Under Black Flags We March is a real rabble-rouser of a marching anthem. In fact, such is its power that it was used by the Japanese in Burma to make forced marches and railway buildings even more horrific and unbearable for their British prisoners of war. No Gods, No Masters is so bad that I had to actually find someone to ask for help to ensure I hadn’t been rape-drugged by an Albanian organ harvester and that my hearing this song wasn’t some sort of coping mechanism devised by my subconscious mind to try and compartmentalise the horror as he plucked the kidneys from my twitching torso. Despite reassurance to the contrary, I conclude that it must indeed have been a figment of my warped imagination, as no real band would have used “I am who I am, take it or leave it…” as a lyrical hook unless they were putting together an act for the monthly ‘Musical Theatre and Barbara Streisand appreciation night’ down the local confirmed bachelor club.
Cruelty Without Beauty incorporates some blastbeats into the mix, the first indicator that I am listening to a ‘death metal’ band, though this is again laden with more mainstream flavourings than any stream on the planet can conceivably handle without completely choking the local ecosystem. I will have to be careful here though, as, not wanting to give the impression of praise, the solo trade off at the end of the song could be described as ‘acceptable’. Cult Of Chaos, while correctly spelt, is similar, minus all the aforementioned redeeming features, and it has the incredible misfortune that when the blastbeats depart, it turns into a fully-fledged Hatebreed number.
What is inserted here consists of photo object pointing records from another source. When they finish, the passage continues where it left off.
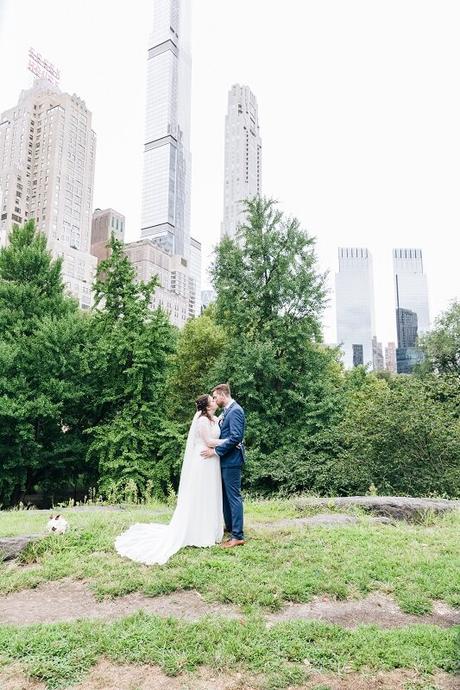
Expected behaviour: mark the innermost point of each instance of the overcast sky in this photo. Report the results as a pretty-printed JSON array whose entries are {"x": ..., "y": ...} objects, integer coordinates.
[{"x": 359, "y": 112}]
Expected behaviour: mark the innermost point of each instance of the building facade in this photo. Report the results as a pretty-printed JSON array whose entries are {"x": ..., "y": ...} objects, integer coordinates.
[
  {"x": 195, "y": 275},
  {"x": 105, "y": 223},
  {"x": 243, "y": 156},
  {"x": 47, "y": 157},
  {"x": 166, "y": 190},
  {"x": 354, "y": 289},
  {"x": 172, "y": 293},
  {"x": 412, "y": 310},
  {"x": 390, "y": 357},
  {"x": 207, "y": 298},
  {"x": 377, "y": 355}
]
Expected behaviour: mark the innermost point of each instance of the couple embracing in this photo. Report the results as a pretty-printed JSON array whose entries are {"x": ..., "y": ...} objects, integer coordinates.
[{"x": 209, "y": 492}]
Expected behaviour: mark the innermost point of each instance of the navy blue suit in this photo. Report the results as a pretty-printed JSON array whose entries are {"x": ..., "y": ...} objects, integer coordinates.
[{"x": 231, "y": 455}]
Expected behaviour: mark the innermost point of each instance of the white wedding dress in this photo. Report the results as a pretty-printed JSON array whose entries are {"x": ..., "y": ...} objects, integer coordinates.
[{"x": 198, "y": 518}]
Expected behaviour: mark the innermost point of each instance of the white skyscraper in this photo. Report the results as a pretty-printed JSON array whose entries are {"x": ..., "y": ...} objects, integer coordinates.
[
  {"x": 354, "y": 289},
  {"x": 47, "y": 154},
  {"x": 195, "y": 274},
  {"x": 412, "y": 311},
  {"x": 411, "y": 287},
  {"x": 243, "y": 156},
  {"x": 167, "y": 160}
]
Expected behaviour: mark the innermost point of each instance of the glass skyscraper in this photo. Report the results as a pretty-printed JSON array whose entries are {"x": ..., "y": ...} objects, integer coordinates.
[
  {"x": 354, "y": 287},
  {"x": 243, "y": 157},
  {"x": 412, "y": 311},
  {"x": 167, "y": 160}
]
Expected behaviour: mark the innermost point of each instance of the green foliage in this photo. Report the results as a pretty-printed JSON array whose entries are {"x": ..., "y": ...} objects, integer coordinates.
[
  {"x": 270, "y": 298},
  {"x": 415, "y": 564},
  {"x": 132, "y": 348},
  {"x": 41, "y": 337},
  {"x": 399, "y": 437},
  {"x": 442, "y": 345},
  {"x": 199, "y": 345},
  {"x": 277, "y": 656}
]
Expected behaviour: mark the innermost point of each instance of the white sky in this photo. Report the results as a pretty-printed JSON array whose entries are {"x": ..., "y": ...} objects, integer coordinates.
[{"x": 359, "y": 109}]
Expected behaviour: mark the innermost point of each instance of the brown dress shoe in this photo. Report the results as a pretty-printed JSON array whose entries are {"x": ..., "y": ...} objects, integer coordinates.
[{"x": 232, "y": 542}]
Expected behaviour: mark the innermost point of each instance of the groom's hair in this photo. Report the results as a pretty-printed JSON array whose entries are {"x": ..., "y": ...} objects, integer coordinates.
[{"x": 222, "y": 388}]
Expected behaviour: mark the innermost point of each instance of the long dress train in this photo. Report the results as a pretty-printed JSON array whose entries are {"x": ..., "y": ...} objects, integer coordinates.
[{"x": 197, "y": 519}]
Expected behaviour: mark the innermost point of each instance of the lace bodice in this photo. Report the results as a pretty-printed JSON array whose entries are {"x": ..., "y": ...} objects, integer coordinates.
[{"x": 206, "y": 430}]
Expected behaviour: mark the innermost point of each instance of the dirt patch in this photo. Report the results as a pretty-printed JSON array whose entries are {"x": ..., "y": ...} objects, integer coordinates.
[
  {"x": 12, "y": 678},
  {"x": 376, "y": 609},
  {"x": 68, "y": 600},
  {"x": 143, "y": 677}
]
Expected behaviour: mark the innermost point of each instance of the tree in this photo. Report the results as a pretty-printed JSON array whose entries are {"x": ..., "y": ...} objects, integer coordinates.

Honestly, 90% of the music here should have been dragged to a Zurich euthanasia clinic and been given a humane, clinical paving stone to the face.
Thorns In My Flesh sounds like a pretty tasty thrasher for the first minute or so, and, just as I tentatively begin to *gasp* enjoy it, the next pile of elephant period blobs out of the speakers in the form of another horrible, slow wah-wah pedal lead line accompanying a terrible melodic section. There must be some sort of law against this tedious bollocks… There are 2 more tracks on this album, but seeing as they’ve all been EXACTLY THE SAME SHIT up to now, I’m not going to waste your time by talking you through them. Just swap the track name for one of the other write-ups. Seriously, if Arch Enemy aren’t going to put any effort into writing the music then I’m fucked if I’m going to bother talking about it when I can just type shitcuntbollockswankturdinapittabreadfortea and have done with it.
I feel drained. This album has taken years off my life, sucked my very will to live and roughly fisted my soul, such was the vein-straining rage that it provoked within. If you must check this album out, be aware that while it is without doubt one of the most unintentionally hilarious attempts to incorporate a variety of influences and melodic passages into metal in history, it may very well consume your soul. A bit like going into a Scientology centre and doing some tests ‘for a laugh’ then finding Tom Cruise balls deep in your confused anus 20 minutes later. If you like music, steer clear. If you like the sights, sounds and smells of shit being squirted directly into your ears (or you like this t-shirt), then this is the album for you.